Nonnitrogen Coordination Environment Steering Electrochemical CO2-to-CO Conversion over Single-Atom Tin Catalysts in a Wide Potential Window

Replacing conventional metal-N-4 moieties with different coordination structures is a promising strategy to tailor the activity and selectivity of single-atom catalysts (SACs). However, for CO2 electroreduction driven by metals that may produce diverse chemical species, such as Tin (Sn), the influences of nonnitrogen coordination environments on the CO2 reduction pathways are undear. Herein, we report an Sn SAC with a special coordination structure of Sn-C2O2F, which delivers CO as an exclusive CO2 reduction product with a faradaic efficiency higher than 90.0% over a wide potential window (-0.2 to -0.6 V vs the reversible hydrogen electrode) and a peak value of up to 95.2%. The resulting cathodic energy efficiency and current density achieve 70.7% and 186 mA cm(-2), respectively. In contrast, formate is predominantly formed on the Sn-N-4 site. Theoretical calculations disclose that C and O coordination modulates the adsorption of intermediates, while an Sn-bonded F atom significantly suppresses the hydrogen evolution, thereby facilitating CO2-to-CO conversion.

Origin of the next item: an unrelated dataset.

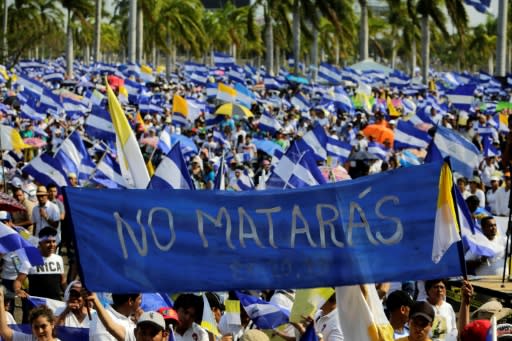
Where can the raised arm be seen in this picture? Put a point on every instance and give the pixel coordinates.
(116, 330)
(5, 330)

Meanwhile, the CO2-to-HCOO- conversion via O-bound intermediates or direct reaction of absorbed H and dissolved CO2 is prohibited.

Automated summary

Replacing Sn-N-4 moieties with a special Sn-C2O2F coordination structure in Sn SAC can efficiently convert CO2 to CO with a Faradaic efficiency up to 95.2%, and theoretical calculations reveal the significant influence of C and O coordination as well as the Sn-bonded F atom on the reaction.